INDICATOR PHRASING: number of people with an adequate quantity of safe water for drinking, cooking and hygiene following the Sphere / National government / Cluster standards
What is its purpose?
The indicator assesses the proportion of households with access to an adequate quantity of safe water for drinking, cooking and hygiene, as defined by the relevant standards (e.g. Sphere / cluster standards in emergencies, national standards in non-emergency contexts).
How to Collect and Analyse the Required Data
Collect the following data by conducting individual interviews with a representative sample of the household members responsible for water collection:
RECOMMENDED SURVEY QUESTIONS (Q) AND POSSIBLE ANSWERS (A)
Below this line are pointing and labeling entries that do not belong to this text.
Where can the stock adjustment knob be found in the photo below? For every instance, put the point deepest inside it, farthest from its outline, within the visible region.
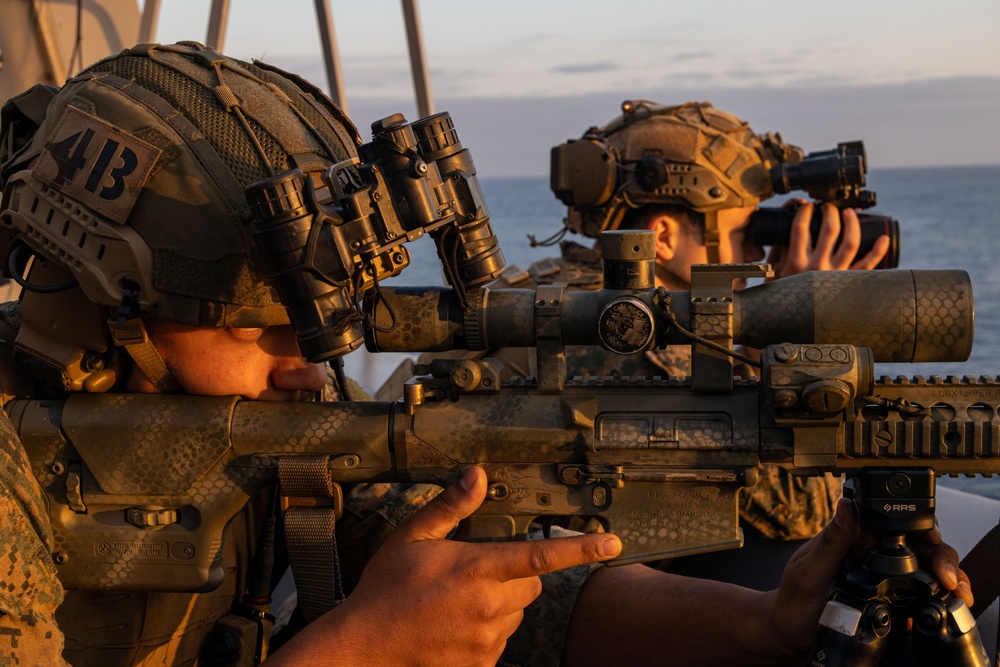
(826, 396)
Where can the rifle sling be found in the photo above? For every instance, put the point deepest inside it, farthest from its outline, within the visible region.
(311, 503)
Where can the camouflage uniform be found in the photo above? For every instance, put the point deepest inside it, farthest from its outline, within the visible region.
(138, 628)
(29, 589)
(781, 506)
(192, 129)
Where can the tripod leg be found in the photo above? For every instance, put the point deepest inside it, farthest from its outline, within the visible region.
(945, 635)
(851, 637)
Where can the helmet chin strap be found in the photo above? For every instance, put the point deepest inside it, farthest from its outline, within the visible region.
(130, 333)
(712, 237)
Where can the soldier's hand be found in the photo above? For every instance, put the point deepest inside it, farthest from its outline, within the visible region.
(801, 255)
(426, 600)
(815, 569)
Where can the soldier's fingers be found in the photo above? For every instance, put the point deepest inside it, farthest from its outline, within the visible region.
(943, 561)
(850, 240)
(828, 233)
(438, 517)
(535, 557)
(874, 256)
(799, 241)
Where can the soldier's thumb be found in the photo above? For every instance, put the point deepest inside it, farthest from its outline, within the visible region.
(440, 516)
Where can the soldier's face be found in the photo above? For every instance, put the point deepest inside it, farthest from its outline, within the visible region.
(262, 364)
(736, 245)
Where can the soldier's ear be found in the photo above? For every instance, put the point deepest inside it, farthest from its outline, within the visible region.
(667, 231)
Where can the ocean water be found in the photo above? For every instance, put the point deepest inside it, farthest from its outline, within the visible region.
(949, 219)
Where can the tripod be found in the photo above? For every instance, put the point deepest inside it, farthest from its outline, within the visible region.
(890, 612)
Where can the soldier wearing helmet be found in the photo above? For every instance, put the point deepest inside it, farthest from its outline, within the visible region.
(693, 175)
(122, 218)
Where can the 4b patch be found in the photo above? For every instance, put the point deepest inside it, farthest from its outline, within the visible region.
(96, 163)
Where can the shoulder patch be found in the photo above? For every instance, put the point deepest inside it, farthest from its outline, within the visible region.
(97, 164)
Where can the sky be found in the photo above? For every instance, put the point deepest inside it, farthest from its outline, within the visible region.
(918, 81)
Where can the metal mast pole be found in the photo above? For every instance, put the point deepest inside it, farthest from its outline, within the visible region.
(150, 19)
(331, 59)
(418, 63)
(217, 23)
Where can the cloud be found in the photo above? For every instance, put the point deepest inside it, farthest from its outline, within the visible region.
(919, 123)
(695, 55)
(586, 68)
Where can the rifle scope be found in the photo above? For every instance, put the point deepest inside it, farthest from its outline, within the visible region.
(902, 315)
(ask the following question only if you have not asked it in the previous sections of the questionnaire)
Q1: How many children and adults currently live in your household?
A1: ............ record the number of children and adults
Q2: What container do you most commonly use for collecting and storing water?
A2 - record the container's volume: ............ litres
Q3: How many of such water containers do your household members use per day for drinking, cooking and hygiene?
A3: ............ record the number of containers
(ask the following question only if you have not asked it earlier)
Q4: In this season, where do your household members collect water for drinking and cooking?
A4 Select one of the following:
1) tube well or borehole
2) protected shallow well
3) harvested rainwater
4) piped water/public tap
5) protected spring
6) surface water source (river, stream, pond, puddles, unprotected spring)
7) unprotected/ open shallow well
8) cart with small tank/drum
10) other: ................................
NOTE: Only options 1 - 5 count as “safe water sources”.
To calculate the indicator's value:
- Divide the number of surveyed households that 1) are able to access at least 15 litres of water per person per day and 2) whose drinking water comes from safe water source(s) by the total number of surveyed households
- Multiply the resulting number by 100 to convert it to a percentage
- Multiply the percentage by the total number of the target households
- Multiply the result by the average household size, so that you end up with the “number of people with an adequate quantity of safe water for drinking, cooking and hygiene”
Disaggregate the data by gender.
1) The 15 litres per person per day is a commonly accepted minimum quantity promoted by Sphere Standards. According to Sphere, “… it might not suit all contexts or phases of a response. For example, it is not appropriate where people may be displaced for many years. In the acute phase of a drought, 7.5 litres per person per day may be appropriate for a short time. In an urban middle-income context, 50 litres per person per day may be the minimum acceptable amount to maintain health and dignity.” (read more in Sphere’s Water supply standard 2.1: Access and water quantity). If you need to adjust the standard (e.g. based on the recommendation of the national WASH cluster), amend the calculation of the indicator’s value accordingly.
2) Ensure that the data collectors count all the current members of the household, including people who are not regular household members, such as internally displaced persons.
3) Ensure that the data collectors are familiar with the main types of water containers that the respondents use and that they know their capacity (number of litres).